As a result, many bright, articulate young men have sold themselves to the masses as not only insular and one dimensional but also a little bit thick.
It's hardly been a raging endorsement for their role model status but worse, it has left thousands of parents declaring their children aren't going to be professional rugby players.
The way most players avoid saying anything meaningful or holding any kind of valid thought about anything other than the machinations of a tackled ball situation creates this firm belief that it takes the better part of 20 years to educate a man and professional rugby barely 20 minutes to destroy it.
An equation like that doesn't hold much appeal in many households. Why would engaged and driven youngsters pursue a career where they leave their brain and social conscience at the door?
Why would anyone want to be part of something so isolated and so entitled as to believe pervasive social trends effect everyone but them?
"I don't know about that, mate, I'm just here to play footy," is not a mantra for life and yet almost every professional player of the past 20 years has been willing to adopt it and see how far it will take them.
But maybe now all that will change.
Weber stood up for gay members of his own family and earned global praise for doing so.
He spoke out and his world didn't crumble. He wasn't ostracised by his peers or shunned by the public but instead became something of a hero for using his status and profile to influence the debate.
It wasn't necessarily the views he expressed that earned him such praise, it was the fact he had a view and was willing to offer it.
And that's the same with all the players who have been willing to engage this year - they have come out the other side with more respect.
Whether we agree with what they have said hardly matters - it is just refreshing and maybe even a relief to find out they are in fact human, sitting at the breakfast table enraged and enthralled with all the same things as the rest of us.
Rugby bosses need to see this and learn something from it. Most of their days are spent fretting about how their game can continue to attract players and stay relevant in a changing sporting landscape.
And yet they don't seem to be able to see that the highly-managed, say nothing, play dumb cultures they have helped foster with their heavy investment in PR lackeys has, in fact, damaged the sport almost more than rising fears about injury and concussion.

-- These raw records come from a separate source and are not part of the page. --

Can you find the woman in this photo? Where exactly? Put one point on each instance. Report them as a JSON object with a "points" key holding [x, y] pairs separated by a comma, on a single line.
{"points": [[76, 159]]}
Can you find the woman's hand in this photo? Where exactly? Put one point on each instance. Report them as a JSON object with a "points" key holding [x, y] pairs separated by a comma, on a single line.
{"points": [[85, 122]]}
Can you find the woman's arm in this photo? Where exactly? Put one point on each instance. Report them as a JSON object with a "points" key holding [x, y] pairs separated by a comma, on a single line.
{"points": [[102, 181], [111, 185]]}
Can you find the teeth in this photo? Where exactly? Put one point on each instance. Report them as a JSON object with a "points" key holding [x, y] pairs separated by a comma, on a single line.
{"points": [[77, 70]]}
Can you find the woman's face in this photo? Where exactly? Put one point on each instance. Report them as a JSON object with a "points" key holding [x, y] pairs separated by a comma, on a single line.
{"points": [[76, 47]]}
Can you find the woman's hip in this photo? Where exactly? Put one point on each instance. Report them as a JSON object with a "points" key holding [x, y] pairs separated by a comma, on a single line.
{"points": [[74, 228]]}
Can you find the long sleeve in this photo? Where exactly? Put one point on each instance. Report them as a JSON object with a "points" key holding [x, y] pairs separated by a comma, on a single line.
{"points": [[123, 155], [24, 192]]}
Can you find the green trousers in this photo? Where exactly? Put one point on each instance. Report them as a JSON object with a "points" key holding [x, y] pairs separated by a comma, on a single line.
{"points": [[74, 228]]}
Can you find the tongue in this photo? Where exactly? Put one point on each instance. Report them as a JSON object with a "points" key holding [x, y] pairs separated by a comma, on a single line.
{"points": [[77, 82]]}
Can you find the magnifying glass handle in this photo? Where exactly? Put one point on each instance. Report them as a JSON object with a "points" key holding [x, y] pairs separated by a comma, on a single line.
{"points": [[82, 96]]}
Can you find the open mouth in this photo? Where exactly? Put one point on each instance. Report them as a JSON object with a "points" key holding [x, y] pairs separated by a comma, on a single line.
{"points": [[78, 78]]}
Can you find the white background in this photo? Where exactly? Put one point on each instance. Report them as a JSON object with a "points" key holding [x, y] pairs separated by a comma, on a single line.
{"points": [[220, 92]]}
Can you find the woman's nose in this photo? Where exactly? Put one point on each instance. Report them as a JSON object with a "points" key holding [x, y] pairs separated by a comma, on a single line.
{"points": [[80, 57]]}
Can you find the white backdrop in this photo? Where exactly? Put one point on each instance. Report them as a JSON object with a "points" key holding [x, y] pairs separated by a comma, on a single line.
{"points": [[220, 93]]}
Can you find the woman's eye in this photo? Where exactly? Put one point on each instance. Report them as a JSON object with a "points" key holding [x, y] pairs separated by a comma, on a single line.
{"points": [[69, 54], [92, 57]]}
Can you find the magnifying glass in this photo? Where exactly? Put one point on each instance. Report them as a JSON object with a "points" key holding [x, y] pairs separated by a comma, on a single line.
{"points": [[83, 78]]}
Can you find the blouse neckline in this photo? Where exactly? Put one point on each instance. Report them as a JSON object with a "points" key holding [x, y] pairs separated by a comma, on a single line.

Rugby hasn't sold itself as a sport with human interest in the body of the narrative. It has buried the personalities of the players, encouraged them to adopt an almost homogeneous persona, presumably under some misguided notion that having opinions or views on issues that matter could be interpreted as individuals being bigger than the team.
A rugby team in the amateur days typically captured an eclectic cross-section of society where views flowed freely and personalities were never subdued for the sake of a contrived harmony.
It's what made the sport special and certainly the best teams forged, despite or possibly because of the range of their socio-demographics, the tightest bonds imaginable.
Maybe that's still the case in professional teams today but no one would know as the players are just there to play footy, mate.